In a few years when life is easier for you and your cash flow allows for more of your own space go for a kitten or better yet two & you and your then old friend can cuddle together and watch them tear the place up


----------



## Mhelmandollar (Dec 9, 2011)

I have a co-worker that shares h house with other people and he has a cat that stays just in his room, but he also spends all his time in his room also


----------



## svelte1 (Feb 24, 2011)

I would be in my room mostly every day I forgot to add. I will see, if others mind if I let it roam. Hmm, I will probably still wait a while till I do this though. Thanks for the advice.

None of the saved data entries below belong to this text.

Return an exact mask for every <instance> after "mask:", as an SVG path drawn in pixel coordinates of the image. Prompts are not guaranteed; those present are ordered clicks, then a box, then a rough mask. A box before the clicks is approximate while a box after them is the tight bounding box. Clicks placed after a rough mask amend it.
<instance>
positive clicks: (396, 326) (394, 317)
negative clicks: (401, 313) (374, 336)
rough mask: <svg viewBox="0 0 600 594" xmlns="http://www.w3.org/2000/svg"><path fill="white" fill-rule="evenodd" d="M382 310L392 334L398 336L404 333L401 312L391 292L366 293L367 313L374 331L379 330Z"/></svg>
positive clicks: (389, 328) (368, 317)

IS it really kitten season? I thought cats bred all year round equally, why is it exagerated in spring? I am curious.


----------



## OctoberinMaine (Sep 12, 2006)

Having a cat with roommates around also means that you have to really trust your roommates to do right by the cat. This means not only treating it well, but making sure it doesn't zoom out the front door, feeding it if you're not going to be home, not handling it too roughly, leaving the right doors open or closed, etc. It's a little harder to control than, say, a family situation where you could get everyone on the same page.


----------



## juventas (Jan 8, 2012)

Nora B said:


> My post will likely come across diffent from almost every other, so first I'll tell you why. I work cat rescue. And between the economy and annual 'kitten season' there are not enough homes. Cats and kittens both are being put to sleep all over the place due to poor planning and mismanagement.
> 
> Is one room ideal - no. Is one room ideal for a kitten even more of a no, could one room be perfect for a cat of say about 2 that has always lived indoors, has been given up by it's family and is likely to be put down because somebody wants a cute little, loud, rowdy, messy, misbehaved, yowly kitten.... yes yes yes! There is almost always a perfect cat for any given living situation. The question is are you willing to adjust your expectations and make the commitment to it lifelong once you find it?
> 
> ...


Hmm, interesting take. My first impression is "no." But logically, there are a million kitties out there that live their entire lives in a small cage before euthanasia.  Having one room is infinitely better than taking up a small cage at a shelter and thus preventing another kitty in the streets from getting a chance at a forever home.

Of course, the guarantee that you will keep the cat is a must, otherwise the above does not hold true.


----------



## svelte1 (Feb 24, 2011)

I may just foster an older cat till it can get a permanent home to start with.


----------